Telephone reminders up cardiovascular disease medication adherence
Small but statistically significant improvements in adherence were seen among intervention participants.
Telephone reminders increased medication adherence in CVD patients
HealthDay News -- A low-cost telephone reminder intervention can improve adherence to cardiovascular disease (CVD) medications, results of a study published in the American Journal of Managed Care indicate.

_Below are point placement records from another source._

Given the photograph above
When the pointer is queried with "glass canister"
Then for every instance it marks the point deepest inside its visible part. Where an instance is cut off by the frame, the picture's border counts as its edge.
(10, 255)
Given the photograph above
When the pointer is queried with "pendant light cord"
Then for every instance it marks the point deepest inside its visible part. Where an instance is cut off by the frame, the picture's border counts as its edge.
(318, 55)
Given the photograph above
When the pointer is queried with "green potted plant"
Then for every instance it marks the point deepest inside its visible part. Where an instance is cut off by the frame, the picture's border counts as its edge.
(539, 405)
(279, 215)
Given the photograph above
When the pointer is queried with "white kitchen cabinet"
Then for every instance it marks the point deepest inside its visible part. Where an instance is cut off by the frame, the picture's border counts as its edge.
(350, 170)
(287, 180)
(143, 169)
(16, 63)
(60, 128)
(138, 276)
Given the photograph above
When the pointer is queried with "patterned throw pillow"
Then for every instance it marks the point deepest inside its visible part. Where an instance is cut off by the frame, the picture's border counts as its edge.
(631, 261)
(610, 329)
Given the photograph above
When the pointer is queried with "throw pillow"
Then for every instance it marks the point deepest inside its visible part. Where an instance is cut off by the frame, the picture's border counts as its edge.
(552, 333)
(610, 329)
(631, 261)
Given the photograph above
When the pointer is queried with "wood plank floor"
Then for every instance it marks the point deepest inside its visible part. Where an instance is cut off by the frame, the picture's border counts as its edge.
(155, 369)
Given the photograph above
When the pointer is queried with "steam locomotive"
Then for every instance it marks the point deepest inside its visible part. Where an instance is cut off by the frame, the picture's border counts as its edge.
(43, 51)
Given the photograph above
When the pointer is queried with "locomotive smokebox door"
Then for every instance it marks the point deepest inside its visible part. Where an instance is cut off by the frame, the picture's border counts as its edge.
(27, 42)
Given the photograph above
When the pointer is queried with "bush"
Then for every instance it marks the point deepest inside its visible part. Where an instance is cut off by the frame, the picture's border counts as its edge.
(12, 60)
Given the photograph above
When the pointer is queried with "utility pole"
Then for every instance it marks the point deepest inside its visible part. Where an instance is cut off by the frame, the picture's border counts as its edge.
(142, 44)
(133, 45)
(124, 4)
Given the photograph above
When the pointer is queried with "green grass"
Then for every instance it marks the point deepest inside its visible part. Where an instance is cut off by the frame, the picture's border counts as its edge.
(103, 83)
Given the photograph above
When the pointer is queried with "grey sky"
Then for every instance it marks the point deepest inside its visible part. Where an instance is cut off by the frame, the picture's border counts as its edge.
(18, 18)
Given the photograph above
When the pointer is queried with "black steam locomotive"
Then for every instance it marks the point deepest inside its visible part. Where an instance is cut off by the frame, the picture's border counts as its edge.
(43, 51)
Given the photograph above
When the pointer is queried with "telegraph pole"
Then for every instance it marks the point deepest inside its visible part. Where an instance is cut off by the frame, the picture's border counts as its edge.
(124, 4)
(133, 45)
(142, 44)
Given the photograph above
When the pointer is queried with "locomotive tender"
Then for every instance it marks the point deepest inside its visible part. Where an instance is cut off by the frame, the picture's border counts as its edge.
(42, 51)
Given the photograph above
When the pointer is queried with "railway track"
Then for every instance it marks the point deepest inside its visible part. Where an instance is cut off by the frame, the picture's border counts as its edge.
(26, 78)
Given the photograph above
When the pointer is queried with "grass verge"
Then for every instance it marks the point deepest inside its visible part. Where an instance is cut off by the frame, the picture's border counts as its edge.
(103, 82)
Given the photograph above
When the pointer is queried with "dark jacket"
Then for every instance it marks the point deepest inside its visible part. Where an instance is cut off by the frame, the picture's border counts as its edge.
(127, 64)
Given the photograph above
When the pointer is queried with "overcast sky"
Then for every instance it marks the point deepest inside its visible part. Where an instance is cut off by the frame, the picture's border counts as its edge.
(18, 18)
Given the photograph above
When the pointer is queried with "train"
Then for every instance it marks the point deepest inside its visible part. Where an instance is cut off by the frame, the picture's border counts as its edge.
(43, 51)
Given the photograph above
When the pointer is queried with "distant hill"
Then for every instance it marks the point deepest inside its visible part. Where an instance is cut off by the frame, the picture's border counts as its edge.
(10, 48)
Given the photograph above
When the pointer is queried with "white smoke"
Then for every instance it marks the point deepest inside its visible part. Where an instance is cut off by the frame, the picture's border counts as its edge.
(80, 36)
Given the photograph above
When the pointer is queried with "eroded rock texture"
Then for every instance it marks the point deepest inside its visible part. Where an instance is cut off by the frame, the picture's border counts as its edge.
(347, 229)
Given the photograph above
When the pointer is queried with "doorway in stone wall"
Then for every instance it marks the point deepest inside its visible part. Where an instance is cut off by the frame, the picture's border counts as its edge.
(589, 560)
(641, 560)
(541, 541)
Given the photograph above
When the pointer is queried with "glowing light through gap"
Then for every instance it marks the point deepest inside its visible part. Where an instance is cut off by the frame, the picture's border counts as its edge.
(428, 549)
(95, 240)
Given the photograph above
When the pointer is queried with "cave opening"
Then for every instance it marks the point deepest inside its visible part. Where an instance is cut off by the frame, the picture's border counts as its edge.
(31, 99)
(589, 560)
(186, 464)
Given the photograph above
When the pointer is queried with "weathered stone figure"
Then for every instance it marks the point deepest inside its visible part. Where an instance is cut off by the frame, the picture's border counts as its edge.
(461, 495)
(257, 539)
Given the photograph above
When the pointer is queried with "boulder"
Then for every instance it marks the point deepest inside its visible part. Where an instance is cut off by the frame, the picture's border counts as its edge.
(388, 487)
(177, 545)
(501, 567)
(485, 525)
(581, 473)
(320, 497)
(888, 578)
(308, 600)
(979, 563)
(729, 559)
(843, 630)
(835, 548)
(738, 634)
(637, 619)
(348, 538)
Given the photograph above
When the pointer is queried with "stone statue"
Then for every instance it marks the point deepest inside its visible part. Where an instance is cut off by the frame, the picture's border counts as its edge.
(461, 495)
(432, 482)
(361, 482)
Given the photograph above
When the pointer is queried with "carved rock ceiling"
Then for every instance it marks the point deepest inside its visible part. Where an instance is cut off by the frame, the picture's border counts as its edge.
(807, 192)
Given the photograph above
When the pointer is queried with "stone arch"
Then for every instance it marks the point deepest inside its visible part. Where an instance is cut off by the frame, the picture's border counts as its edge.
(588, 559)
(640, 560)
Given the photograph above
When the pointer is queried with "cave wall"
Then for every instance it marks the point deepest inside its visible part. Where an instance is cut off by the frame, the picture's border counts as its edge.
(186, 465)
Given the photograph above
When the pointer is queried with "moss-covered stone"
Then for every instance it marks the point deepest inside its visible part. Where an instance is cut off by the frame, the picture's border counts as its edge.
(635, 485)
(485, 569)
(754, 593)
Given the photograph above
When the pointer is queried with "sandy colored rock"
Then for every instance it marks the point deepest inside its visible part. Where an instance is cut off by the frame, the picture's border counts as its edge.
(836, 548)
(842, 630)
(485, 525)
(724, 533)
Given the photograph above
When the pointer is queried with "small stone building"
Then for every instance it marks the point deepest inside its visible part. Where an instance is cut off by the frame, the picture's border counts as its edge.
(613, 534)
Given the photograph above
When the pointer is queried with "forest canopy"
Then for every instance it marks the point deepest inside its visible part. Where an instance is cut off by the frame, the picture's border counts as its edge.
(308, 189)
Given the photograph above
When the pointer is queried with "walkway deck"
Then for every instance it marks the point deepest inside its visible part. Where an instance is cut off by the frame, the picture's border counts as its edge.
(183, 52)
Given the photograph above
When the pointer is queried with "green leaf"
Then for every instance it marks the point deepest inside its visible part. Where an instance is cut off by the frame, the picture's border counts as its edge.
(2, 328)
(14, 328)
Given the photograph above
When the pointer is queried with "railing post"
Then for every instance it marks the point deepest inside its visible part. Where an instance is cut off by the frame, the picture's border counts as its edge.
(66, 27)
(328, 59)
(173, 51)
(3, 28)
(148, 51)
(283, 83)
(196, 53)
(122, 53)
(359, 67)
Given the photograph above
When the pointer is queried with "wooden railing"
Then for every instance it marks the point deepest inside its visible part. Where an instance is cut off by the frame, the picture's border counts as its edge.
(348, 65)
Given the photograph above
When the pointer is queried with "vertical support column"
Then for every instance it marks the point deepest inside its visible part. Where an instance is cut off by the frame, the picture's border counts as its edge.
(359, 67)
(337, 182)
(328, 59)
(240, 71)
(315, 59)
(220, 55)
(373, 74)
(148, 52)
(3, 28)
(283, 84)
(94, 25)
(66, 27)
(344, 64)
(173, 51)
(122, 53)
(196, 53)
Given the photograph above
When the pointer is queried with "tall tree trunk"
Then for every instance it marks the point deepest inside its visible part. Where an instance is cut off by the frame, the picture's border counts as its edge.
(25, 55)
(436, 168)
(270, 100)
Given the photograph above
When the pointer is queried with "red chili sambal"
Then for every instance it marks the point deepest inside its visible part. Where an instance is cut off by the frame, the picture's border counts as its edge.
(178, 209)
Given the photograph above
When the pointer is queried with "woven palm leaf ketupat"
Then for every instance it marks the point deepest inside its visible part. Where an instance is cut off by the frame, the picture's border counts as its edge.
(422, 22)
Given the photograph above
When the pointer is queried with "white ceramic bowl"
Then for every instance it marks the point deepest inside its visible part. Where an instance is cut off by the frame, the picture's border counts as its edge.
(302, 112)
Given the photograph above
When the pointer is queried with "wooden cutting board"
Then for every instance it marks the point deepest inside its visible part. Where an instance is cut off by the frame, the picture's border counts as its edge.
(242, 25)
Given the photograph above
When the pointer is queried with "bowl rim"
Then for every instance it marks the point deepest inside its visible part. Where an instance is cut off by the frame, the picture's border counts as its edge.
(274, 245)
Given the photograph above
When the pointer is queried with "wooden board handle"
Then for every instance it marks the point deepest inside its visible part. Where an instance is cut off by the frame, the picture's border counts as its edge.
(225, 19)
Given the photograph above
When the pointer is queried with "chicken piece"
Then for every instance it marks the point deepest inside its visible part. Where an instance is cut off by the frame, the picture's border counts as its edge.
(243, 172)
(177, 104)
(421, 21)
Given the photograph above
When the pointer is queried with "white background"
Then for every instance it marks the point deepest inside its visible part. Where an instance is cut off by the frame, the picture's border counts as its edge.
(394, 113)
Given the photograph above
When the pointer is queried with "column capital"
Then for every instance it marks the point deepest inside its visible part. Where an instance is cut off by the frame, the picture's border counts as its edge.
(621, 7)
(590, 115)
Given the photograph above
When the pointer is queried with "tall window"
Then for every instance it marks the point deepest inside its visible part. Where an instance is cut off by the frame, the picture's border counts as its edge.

“Nonadherence to chronic CVD therapy is well-documented and contributes to increased CVD risk and morbidity,” wrote William M. Vollmer, PhD, of the Kaiser Permanente Center for Health Research in Portland, Ore., and colleagues.
“Low adherence is often the broken link between new therapies and improved health outcomes, and is a target for reducing healthcare costs.”
To assess whether two phone reminder interventions could improve adherence to statins, angiotensin-converting enzymes inhibitors, and angiotensin receptor blockers versus usual care, the investigators followed 21,752 adult participants.
Small but statistically significant improvements in adherence (1.6% to 3.7% across subgroups) were seen among intervention participants. Those using statins had a significantly lower lipid levels at follow-up; the greatest reductions were seen in those with poorly controlled low-density lipoprotein in cholesterol at baseline. The public health impact of these changes is unknown.
"Our results support the benefit of such programs in improving adherence and provide preliminary evidence for clinical impact," wrote the researchers.
"Future interventions that combine health information technologies-based systems, perhaps with strategies customized to patient preference and more tailored clinical support, offer a promising next step."